Thailand’s creative industries are expected to grow by 3.55% to 1.51 trillion baht next year from an estimated 1.45 trillion this year, according to the Creative Economy Agency (CEA).
Thailand has established its soft power in three categories — tourism, foods and traditional medicine — for decades, while the overall creative industries spanning 15 sectors contribute 10% of GDP.
CEA executive director Apisit Laistrooglai said average growth of the creative economy exceeded that of GDP in the past year as the pandemic accelerated the sales volume of handicraft products, food and software such as online games, with people spending more on home renovation and entertainment while at home.

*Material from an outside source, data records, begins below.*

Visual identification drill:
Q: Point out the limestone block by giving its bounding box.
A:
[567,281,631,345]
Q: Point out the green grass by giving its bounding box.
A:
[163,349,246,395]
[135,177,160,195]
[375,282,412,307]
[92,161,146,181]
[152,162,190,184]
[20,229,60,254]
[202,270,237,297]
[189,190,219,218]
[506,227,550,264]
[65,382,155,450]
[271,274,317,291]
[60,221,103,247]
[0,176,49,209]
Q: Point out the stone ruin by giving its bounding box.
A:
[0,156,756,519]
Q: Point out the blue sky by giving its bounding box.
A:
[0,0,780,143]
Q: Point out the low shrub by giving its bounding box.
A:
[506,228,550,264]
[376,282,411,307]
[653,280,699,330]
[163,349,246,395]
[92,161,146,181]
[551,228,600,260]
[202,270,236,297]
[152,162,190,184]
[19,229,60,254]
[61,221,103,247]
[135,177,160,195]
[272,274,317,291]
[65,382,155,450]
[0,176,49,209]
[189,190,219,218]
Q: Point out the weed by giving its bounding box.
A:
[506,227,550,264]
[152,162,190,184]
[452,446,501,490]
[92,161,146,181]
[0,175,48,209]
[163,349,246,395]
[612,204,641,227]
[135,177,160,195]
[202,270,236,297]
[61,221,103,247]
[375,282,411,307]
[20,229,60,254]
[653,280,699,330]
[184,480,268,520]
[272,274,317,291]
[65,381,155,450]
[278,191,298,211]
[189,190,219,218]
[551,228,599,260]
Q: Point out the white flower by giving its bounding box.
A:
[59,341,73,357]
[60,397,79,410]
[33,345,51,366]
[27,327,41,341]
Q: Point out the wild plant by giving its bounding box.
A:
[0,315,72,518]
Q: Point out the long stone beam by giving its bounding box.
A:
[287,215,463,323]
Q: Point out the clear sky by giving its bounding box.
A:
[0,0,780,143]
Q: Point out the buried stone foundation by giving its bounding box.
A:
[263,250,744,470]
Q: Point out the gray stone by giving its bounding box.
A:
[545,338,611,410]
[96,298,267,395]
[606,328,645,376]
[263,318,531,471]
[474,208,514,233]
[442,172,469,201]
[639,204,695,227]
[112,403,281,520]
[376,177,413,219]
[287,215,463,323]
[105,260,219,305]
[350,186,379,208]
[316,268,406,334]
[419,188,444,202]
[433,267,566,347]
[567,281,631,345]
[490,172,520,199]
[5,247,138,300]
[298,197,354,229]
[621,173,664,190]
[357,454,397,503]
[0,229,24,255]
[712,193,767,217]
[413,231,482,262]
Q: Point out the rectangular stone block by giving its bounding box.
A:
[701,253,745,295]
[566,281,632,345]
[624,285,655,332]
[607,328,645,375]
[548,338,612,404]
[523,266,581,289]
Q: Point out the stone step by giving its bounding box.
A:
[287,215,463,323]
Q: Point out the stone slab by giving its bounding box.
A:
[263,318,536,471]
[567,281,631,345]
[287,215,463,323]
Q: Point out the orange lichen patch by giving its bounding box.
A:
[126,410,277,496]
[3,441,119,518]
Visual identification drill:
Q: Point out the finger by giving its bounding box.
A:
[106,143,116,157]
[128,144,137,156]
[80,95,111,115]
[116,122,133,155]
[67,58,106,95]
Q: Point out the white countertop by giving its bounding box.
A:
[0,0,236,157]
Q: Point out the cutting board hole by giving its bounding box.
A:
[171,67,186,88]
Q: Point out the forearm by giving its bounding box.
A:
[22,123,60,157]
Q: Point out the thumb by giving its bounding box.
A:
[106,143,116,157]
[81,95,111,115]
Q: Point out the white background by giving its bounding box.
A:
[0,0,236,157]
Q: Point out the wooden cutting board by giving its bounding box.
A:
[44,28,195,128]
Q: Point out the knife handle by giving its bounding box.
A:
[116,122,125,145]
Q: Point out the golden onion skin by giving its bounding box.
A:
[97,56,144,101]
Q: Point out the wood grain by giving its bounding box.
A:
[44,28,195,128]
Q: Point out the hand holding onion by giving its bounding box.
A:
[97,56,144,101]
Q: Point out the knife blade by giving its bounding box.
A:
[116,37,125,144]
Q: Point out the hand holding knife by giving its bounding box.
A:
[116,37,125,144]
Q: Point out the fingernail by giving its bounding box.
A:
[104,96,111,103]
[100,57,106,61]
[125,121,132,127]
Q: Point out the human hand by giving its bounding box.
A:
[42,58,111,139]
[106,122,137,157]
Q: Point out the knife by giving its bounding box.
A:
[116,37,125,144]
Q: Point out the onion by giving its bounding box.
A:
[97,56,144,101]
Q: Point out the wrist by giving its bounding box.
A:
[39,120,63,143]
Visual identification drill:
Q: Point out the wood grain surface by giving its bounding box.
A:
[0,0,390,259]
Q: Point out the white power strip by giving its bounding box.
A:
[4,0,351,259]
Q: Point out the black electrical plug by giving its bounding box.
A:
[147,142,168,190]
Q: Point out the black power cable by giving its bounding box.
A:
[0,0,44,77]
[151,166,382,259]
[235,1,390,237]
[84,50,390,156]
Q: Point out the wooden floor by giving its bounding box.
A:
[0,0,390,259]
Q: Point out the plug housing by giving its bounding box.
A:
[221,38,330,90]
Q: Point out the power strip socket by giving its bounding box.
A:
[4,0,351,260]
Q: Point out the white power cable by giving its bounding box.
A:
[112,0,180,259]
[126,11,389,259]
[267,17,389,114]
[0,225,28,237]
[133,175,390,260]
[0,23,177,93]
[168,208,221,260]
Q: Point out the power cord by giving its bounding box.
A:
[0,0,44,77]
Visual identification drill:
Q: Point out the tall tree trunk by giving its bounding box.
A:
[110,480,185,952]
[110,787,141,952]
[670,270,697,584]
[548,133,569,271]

Average monthly income for workers in creative industries is higher than other industries, at 23,000 baht compared with 15,000 baht, but each creative sector has a wide range of income.
People in the handicraft industry, which makes up 60% of the total creative workforce, had income below the monthly average. A smaller cohort of those working for gaming and animation companies topped the ranks with 33,000 baht in monthly salary on average.
He said soft power cannot succeed without government support. Working in the industry for more than a decade, Mr Apisit has witnessed the problems with the mindset and attitude of those who regulate the creative industry.
“The government sector should be the backbone for soft power development, offering attractive tax incentives and strong promotional campaigns to compete with other countries that ramped up their creative industries recently,” he said.
Mr Apisit said Thailand has a lot of talented artists and creators, but they lack support to grow internationally, unlike other countries that have a specific body to lend help. He cited the Korea Creative Content Agency, which offers systematic promotion of the Korean Wave to the world.
“State agencies should empower creatives in initiatives they could not do on their own. For instance, CEA partners with eight professional associations to hear from each sector and help them reach a greater audience. We also host events in creative industries to help creators showcase products,” said Mr Apisit.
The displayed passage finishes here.